In terms of what I want in a firewall, my XP box runs Kerio with a complete deny-by-default approach. Every application that wants to listen from the Internet has to have permission, every application that wants to connect out to the Internet has to have permission (I use it to stop a handful of apps from phoning home). I hardly notice it's there now that it's trained, but that's pretty much what I want. When a new application comes up then I check the remember box, pick Allow or Deny and it's all sorted.

I've been trying to do the same with Windows Firewall in Vista. It bites.

Enabling outbound control is easy enough -- Administrative Tools | Windows Firewall With Advanced Security, and a couple of clicks from there. Done.

Okay, now IE can't connect out. That's pretty much what I expected. Why didn't I get a prompt about it?

Oh, you only get prompted about incoming connections. Blocked outbound connections just silently fail. No way to get outbound prompts.

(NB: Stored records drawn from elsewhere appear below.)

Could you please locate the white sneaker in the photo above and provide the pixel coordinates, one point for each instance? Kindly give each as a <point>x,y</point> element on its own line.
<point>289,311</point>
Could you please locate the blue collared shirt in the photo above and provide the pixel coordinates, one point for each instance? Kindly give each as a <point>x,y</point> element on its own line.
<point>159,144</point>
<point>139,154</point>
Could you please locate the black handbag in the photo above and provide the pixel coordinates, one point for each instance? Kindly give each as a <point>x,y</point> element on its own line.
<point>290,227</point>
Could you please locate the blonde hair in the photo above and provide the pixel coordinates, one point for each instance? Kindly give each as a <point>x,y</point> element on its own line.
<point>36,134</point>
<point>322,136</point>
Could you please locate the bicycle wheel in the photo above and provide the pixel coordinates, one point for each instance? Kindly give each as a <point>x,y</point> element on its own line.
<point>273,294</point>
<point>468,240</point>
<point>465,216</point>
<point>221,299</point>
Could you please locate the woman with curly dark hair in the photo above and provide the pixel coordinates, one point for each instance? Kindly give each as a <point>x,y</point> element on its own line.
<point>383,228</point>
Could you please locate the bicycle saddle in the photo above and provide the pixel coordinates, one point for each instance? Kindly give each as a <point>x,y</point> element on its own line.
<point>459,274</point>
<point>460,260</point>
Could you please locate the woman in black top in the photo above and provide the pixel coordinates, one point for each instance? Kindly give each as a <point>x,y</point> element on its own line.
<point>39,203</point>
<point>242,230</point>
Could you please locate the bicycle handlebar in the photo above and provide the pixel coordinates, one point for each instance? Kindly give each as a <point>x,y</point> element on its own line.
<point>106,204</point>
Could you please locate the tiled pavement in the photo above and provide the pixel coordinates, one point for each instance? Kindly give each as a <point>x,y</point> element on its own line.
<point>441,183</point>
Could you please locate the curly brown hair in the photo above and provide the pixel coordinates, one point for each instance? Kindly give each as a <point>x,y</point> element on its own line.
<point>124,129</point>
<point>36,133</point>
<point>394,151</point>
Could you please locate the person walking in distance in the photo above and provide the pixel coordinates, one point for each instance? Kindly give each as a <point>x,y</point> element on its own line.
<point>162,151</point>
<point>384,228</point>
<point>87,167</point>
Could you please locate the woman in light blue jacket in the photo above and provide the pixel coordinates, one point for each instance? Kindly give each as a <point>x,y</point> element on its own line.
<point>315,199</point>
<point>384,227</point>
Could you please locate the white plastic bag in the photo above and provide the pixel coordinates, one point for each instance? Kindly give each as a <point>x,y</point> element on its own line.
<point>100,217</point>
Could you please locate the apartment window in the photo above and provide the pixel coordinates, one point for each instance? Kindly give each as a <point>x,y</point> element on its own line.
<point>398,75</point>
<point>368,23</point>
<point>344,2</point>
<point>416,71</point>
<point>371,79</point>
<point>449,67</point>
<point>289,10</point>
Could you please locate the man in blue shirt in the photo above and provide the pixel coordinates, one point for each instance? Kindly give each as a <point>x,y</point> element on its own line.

Alright, so I'll turn on the firewall log and see what's getting blocked. Not quite as one-click as Kerio, but I can still make this work.

Except the firewall log is a pain to get to (you need to be elevated just to read it), and only includes port numbers and IP addresses, not process names.

So allowing a program out through the firewall is now down to this:
Work out that a program's failure actually is due to the firewall.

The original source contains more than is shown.